O que interessa em A cerimônia do adeus são as belas passagens da entrevista de Sartre, em que ele fala de Deus, de genialidade, de suas mil e uma amantes, seus amigos e inimigos, e, claro, da liberdade, de livros, viagens, cidades, política.

A entrevista com o filósofo e literato é uma conversa interessante até hoje, instigada pela inteligência e a profunda entrega de Beauvoir, que faz Sartre desenhar seu mundo e a maneira como ele o via, com toda sua carga de leitura e de vivência da ‘alta cultura’.

Coerente com suas ideias, recusou o Nobel que ganhou. É bom lembrar que valia cerca de 1 milhão de dólares. Segundo ele, o Prêmio consiste em classificar os escritores, hierarquizando a literatura.
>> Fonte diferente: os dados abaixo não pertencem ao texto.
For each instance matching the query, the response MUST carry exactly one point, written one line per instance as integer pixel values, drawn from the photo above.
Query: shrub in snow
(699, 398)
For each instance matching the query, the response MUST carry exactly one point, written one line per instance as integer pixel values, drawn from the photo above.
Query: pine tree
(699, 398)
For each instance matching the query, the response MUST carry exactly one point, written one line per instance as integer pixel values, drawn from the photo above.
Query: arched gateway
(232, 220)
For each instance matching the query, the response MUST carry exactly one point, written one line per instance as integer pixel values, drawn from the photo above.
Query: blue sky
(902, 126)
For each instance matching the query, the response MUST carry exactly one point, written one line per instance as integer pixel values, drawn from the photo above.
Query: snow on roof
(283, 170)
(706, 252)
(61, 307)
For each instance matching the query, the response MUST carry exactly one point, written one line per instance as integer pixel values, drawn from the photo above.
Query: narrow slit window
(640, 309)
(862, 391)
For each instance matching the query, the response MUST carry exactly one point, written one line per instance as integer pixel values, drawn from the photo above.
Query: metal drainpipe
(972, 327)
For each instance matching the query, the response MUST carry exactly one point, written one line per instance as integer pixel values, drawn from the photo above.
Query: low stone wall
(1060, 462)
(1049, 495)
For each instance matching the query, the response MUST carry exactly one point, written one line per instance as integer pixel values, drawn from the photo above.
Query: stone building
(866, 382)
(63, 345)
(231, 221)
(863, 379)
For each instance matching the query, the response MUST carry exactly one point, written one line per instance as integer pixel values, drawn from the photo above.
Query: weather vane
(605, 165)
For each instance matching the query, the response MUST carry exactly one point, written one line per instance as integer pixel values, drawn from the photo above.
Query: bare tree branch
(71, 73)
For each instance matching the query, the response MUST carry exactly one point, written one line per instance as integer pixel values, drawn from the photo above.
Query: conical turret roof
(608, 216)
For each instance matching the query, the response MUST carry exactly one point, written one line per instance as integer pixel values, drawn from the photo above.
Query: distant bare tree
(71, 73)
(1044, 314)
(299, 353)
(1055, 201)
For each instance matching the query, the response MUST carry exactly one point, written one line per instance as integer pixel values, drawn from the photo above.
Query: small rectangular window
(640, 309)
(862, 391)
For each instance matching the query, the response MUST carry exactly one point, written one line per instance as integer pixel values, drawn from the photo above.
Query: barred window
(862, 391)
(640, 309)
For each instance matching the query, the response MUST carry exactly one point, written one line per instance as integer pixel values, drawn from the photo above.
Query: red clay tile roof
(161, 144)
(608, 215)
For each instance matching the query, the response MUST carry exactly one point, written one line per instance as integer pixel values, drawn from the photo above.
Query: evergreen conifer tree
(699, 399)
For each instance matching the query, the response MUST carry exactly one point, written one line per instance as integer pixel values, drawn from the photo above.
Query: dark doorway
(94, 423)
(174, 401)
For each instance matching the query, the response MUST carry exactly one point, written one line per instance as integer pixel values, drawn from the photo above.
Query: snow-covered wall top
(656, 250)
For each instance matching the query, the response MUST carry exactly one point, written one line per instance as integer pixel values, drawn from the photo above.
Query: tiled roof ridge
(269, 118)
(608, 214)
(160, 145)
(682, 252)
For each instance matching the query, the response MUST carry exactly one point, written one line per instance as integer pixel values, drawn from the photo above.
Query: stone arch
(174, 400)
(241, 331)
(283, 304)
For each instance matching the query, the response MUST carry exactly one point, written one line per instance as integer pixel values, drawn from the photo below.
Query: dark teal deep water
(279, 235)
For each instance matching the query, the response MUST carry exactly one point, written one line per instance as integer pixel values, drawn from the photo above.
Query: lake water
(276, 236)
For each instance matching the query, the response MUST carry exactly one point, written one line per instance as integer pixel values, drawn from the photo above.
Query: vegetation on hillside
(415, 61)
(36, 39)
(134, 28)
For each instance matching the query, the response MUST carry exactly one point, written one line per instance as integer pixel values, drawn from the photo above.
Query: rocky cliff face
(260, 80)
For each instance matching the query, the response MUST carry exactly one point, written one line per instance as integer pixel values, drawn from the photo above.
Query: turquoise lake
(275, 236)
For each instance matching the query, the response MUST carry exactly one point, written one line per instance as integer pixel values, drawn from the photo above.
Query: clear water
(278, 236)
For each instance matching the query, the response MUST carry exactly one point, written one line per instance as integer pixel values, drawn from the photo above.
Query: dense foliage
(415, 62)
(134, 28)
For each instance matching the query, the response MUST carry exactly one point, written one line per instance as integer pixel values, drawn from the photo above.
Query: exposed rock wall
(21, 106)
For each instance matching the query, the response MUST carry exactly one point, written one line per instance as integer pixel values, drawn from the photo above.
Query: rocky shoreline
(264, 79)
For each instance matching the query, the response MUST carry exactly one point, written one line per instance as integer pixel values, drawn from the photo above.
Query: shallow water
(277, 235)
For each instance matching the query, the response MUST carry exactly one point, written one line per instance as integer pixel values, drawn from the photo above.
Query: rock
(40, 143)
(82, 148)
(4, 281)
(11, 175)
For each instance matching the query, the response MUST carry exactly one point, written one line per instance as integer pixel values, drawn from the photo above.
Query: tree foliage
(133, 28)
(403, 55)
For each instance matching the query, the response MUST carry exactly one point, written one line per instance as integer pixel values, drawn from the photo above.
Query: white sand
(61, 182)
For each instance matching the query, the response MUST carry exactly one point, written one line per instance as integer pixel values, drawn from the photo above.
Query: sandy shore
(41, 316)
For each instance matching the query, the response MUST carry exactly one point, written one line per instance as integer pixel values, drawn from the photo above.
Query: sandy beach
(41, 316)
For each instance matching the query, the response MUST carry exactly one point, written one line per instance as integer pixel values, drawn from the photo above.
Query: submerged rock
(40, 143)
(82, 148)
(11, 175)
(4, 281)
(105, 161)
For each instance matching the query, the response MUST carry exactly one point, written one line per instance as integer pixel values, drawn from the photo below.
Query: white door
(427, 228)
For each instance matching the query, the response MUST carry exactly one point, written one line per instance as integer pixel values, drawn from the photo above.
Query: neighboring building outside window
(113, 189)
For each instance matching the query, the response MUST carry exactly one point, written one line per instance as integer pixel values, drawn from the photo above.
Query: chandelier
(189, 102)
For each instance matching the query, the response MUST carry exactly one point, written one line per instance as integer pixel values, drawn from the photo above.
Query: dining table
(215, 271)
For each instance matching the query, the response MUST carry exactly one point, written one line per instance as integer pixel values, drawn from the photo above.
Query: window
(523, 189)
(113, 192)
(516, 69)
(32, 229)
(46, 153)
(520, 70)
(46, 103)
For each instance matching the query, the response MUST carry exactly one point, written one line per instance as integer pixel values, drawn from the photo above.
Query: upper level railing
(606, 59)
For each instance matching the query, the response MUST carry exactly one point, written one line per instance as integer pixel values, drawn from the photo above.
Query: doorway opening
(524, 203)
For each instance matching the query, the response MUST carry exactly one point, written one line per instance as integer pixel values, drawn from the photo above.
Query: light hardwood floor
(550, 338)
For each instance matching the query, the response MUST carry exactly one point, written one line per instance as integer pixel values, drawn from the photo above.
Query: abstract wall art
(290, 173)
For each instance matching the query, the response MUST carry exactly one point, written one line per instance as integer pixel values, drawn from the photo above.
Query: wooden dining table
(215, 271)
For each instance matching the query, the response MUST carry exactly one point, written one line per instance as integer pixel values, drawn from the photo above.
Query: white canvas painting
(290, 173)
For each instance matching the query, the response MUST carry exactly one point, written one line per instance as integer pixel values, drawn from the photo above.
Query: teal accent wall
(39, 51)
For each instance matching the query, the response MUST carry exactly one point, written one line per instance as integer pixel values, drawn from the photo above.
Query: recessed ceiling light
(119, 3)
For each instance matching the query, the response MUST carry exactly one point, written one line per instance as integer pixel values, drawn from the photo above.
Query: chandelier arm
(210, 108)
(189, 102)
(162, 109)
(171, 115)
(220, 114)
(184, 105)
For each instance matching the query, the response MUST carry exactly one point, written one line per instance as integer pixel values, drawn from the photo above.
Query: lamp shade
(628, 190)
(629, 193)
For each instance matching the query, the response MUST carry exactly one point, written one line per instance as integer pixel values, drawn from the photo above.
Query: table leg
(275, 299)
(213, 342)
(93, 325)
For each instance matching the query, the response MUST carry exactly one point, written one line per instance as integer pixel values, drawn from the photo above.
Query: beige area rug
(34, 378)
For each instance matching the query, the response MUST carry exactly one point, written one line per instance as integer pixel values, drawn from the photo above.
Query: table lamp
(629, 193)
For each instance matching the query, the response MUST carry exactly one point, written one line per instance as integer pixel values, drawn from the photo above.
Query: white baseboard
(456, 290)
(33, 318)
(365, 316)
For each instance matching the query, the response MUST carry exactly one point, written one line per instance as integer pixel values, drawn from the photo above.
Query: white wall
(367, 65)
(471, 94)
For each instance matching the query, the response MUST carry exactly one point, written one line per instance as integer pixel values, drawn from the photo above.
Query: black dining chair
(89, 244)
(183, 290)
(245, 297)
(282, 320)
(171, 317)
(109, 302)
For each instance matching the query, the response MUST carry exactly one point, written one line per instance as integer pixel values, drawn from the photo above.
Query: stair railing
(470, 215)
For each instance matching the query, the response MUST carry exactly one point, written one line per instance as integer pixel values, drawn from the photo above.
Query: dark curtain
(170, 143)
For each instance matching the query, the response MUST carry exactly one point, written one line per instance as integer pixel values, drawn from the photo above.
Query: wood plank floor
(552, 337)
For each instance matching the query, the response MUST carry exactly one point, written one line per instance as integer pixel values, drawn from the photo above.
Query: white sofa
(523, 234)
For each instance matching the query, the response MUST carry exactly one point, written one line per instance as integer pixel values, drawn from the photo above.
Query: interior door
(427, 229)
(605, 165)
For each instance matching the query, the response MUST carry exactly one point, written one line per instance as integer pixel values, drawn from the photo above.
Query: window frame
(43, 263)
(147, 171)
Consiste em conferir um prêmio a cada ano. A que corresponde esse prêmio? Que significa um escritor que recebeu o prêmio em 1974, o que quer dizer isso em relação aos homens que o receberam antes ou em relação àqueles que não o receberam, mas que escrevem como ele, e que talvez sejam melhores?

A quem diga que Sartre falava isso tendo em mente a imagem de Albert Camus, seu amigo que depois tornaria inimigo, ganhador do Nobel de Literatura em 1957 (leia mais aqui).

Sobre livros, ele diz:

Desde minha juventude, e durante muito tempo, até 1950, considerei um livro como algo que proporciona uma verdade: o estilo, a maneira de escrever, as palavras, tudo isso era uma verdade, trazia-me algo. Não sabia o quê e não dizia a mim mesmo, mas pensava que isso me trazia algo. Os livros não eram apenas objetos, não só uma relação com o mundo, mas uma relação com a verdade, e uma relação dificilmente dizível mas que eu sentia. Então, quanto aos livros literários, era isso que esperava deles, essa relação com a verdade.

Sartre enclausurado

A cerimônia do adeus também vale pelo testemunho de uma mulher apaixonada, que via o amor como uma coisa burguesa e, por isso, teve de denominar e direcionar seus sentimentos de outro jeito. Mas era amor o que ela sentia. A recíproca talvez fosse verdadeira. Eles seguiam a máxima do existencialismo “se você me ama, não me ame”, com a pretensão de sempre deixar um ao outro livre.

Mas isso não impediu Beauvoir de abrir o prefácio do livro com as seguintes palavras:

Eis aqui meu primeiro livro – o único certamente – que você não leu antes que o imprimissem. Embora todo dedicado a você, ele já não lhe concerne.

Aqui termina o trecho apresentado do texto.